Pour Ferghane Azihari, l’Islam, contrairement à un mythe complaisamment répandu, n’a rien produit en matière de sciences, de philosophie ou de culture, mis à part les oeuvres de quelques individualités, d’ailleurs marginaux par rapport à leur propre milieu; ce qui leur est attribué provient plutôt de la Grèce ou d’autres civilisations de la Mésopotamie.
L’auteur revient ensuite sur l’esclavage pratiqué par les sociétés musulmanes jusqu’à une époque très récente. Il note l’importance de ces flux en provenance d’Afrique, bien plus nombreux que les prélèvements opérés par les esclavagistes européens vers l’Amérique, et également bien plus cruels.

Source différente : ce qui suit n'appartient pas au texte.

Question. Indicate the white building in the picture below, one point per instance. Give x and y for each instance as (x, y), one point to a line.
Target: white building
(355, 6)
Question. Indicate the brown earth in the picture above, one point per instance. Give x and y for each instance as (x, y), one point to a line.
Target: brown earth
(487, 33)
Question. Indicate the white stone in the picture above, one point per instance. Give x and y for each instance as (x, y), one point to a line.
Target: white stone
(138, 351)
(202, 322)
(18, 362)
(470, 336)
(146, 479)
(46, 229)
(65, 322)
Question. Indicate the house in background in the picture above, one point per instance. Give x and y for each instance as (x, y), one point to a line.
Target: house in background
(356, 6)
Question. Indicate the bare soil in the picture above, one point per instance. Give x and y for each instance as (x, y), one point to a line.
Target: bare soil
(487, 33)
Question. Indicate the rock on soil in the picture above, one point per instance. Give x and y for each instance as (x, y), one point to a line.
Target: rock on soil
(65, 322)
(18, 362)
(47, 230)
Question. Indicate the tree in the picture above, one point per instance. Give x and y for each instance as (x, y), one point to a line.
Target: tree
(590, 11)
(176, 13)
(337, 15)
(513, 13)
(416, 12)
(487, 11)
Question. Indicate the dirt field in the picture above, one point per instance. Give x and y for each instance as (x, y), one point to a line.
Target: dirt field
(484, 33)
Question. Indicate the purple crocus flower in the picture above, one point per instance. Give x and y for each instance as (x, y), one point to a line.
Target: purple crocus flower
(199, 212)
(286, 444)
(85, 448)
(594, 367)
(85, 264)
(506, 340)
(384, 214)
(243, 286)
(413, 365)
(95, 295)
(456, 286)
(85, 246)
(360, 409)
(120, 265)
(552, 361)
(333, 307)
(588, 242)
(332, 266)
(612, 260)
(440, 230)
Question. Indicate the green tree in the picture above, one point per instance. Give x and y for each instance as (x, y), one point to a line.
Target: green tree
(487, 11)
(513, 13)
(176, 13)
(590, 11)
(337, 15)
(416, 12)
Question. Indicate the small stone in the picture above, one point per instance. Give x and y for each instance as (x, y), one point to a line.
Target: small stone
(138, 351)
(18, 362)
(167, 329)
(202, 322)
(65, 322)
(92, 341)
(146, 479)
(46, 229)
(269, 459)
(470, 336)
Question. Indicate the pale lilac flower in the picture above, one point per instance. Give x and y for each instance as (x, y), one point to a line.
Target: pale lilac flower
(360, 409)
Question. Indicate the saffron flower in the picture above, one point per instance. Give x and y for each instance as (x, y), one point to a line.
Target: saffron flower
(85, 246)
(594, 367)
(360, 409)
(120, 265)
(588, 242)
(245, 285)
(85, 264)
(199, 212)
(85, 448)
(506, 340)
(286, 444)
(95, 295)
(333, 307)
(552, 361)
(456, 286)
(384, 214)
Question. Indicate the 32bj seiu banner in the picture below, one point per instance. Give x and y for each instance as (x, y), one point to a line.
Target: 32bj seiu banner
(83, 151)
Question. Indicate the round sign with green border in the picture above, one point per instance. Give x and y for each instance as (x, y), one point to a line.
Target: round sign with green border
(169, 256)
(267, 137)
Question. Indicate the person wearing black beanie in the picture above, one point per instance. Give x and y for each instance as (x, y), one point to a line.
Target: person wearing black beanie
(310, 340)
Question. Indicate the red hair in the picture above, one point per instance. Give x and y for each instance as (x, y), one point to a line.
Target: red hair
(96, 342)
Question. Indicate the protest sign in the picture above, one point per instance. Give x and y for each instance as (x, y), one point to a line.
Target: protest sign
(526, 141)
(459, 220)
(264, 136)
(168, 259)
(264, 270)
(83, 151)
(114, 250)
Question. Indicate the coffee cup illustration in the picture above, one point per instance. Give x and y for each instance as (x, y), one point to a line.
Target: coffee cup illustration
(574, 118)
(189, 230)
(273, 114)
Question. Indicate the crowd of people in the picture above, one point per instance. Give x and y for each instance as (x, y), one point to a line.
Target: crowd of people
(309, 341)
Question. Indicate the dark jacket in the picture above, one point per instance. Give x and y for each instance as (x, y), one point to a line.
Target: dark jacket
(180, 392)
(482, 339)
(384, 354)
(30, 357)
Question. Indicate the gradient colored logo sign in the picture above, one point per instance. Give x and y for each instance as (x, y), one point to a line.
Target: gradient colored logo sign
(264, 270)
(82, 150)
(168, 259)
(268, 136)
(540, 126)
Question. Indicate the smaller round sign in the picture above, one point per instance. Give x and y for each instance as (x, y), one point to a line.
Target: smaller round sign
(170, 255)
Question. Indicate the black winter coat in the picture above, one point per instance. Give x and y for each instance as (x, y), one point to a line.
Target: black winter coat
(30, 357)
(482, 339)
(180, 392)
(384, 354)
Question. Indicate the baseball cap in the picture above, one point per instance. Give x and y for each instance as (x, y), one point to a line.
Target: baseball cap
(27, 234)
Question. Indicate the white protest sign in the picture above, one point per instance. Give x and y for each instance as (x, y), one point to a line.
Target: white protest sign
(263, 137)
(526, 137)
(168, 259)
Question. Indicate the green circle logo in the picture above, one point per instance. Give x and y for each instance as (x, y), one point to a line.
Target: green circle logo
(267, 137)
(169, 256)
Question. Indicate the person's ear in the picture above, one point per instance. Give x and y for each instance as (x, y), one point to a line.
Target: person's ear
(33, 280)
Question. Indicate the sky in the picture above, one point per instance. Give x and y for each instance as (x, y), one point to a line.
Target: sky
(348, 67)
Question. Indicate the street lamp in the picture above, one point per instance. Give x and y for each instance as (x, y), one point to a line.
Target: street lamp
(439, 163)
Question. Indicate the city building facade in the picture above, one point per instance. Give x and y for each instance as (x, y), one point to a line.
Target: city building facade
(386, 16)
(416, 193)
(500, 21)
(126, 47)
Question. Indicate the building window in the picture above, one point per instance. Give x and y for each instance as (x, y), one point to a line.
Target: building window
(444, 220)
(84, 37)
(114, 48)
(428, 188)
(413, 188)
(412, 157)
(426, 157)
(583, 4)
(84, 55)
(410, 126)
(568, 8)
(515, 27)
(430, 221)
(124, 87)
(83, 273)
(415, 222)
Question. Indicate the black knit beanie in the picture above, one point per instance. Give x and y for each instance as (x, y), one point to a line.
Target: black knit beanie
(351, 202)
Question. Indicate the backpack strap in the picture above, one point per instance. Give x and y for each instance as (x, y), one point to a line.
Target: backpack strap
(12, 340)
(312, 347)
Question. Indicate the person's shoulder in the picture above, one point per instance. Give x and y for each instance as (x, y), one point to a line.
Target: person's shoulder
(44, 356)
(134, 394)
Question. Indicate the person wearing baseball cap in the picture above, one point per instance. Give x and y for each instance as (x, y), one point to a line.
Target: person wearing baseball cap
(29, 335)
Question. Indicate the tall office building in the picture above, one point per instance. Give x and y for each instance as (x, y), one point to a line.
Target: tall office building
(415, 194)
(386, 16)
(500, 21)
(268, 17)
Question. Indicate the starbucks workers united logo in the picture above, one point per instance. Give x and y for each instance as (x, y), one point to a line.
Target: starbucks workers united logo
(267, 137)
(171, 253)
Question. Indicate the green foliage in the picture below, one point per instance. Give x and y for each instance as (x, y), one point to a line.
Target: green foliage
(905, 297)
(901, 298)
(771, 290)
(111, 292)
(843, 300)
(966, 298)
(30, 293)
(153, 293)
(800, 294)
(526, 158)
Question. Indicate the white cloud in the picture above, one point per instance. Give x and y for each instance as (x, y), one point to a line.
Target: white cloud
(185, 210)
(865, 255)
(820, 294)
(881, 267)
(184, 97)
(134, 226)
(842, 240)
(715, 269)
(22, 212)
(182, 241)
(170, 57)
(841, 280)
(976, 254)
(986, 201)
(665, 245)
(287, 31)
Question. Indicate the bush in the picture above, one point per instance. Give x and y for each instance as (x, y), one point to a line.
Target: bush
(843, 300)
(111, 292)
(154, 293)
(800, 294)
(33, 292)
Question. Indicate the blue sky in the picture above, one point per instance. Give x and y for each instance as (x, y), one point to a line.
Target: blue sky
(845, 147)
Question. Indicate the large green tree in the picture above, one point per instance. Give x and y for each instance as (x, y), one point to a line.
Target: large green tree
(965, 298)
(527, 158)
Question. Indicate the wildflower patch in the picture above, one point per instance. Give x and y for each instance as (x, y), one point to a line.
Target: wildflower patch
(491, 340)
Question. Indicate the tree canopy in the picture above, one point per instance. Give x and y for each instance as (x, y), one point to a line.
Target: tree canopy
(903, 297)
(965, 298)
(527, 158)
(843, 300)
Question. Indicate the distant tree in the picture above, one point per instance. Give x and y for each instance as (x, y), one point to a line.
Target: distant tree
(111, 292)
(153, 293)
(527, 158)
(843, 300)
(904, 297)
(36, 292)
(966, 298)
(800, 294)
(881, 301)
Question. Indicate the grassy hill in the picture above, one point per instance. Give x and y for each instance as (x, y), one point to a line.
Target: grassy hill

Dans un registre plus connu, l’auteur stigmatise les pratiques des sociétés islamiques, notamment vis-à-vis des femmes ou des homosexuels; il note qu’elles sont plus criminogènes que les autres, particulièrement à l’égard de leurs propres coreligionnaires.
Quant aux performances économiques ou scientifiques des pays musulmans aujourd’hui, Ferghane Azihari fournit un constat accablant en comparant leurs résultats avec des pays comparables qui ne pratiquent pas la même religion.
Enfin, il alerte ses lecteurs sur la pénétration de l’Islam dans le “monde libre“. Il en décrit les méthodes et les résultats, notoires en Grande Bretagne, mais aussi en Allemagne ou en France.
L’ouvrage est appuyé sur une masse de documentation impressionnante à laquelle Azihari fait des références constantes.
Quelques réserves
Julien Besançon en son temps avait tenté d’expliquer l’attractivité de l’Islam et les raisons de son échec économique. Ce sont deux domaines dans lesquels Ferghane Azihari pourrait à bon droit compléter son analyse; passer des symptômes à l’identification des causes de la maladie.
Encore un mot...
Un livre polémique, écrit sur un mode martial, qui a le mérite de corriger une perception des sociétés musulmanes qui doit beaucoup à l’image qu’ont tentés d’imposer, avec succès, les thuriféraires de l’Islam. Il met en garde contre la vulnérabilité de l’Occident et suggère une apostasie générale dont la probabilité paraît incertaine.
Une phrase
« Que ceux qui se désolent de la sclérose des sciences et de la philosophie en terre d’islam se rassurent ! Pendant que Spinoza se livrait à la critique biblique, pendant que Newton étudiait la physique à Cambridge, pendant que les physiocrates jetaient les bases de la prospérité en plaidant en faveur de la liberté du commerce et de l’industrie, les sociétés turques et arabes employaient, grâce aux revenus qu’elles tiraient de la piraterie et du trafic d’esclaves, de nombreux savants consommant du temps, de l’encre et du papier à rédiger des livres sur l’organisation de la cité idéale sur la base de prescriptions attribuées à un Bédouin illettré du VII ème siècle qui se croyait mandaté par un être invisible. Ces productions ont-elles vraiment amélioré le sort de l’humanité? » Page 123
L'auteur
Originaire des Comores, athée revendiqué, Ferghane Azihari est un journaliste, économiste, essayiste de talent. Il travaille pour le Figaro magazine et France Info TV. Il a reçu le prix Turgot du jeune talent pour son essai Les écologistes contre la modernité (2021, La Cité).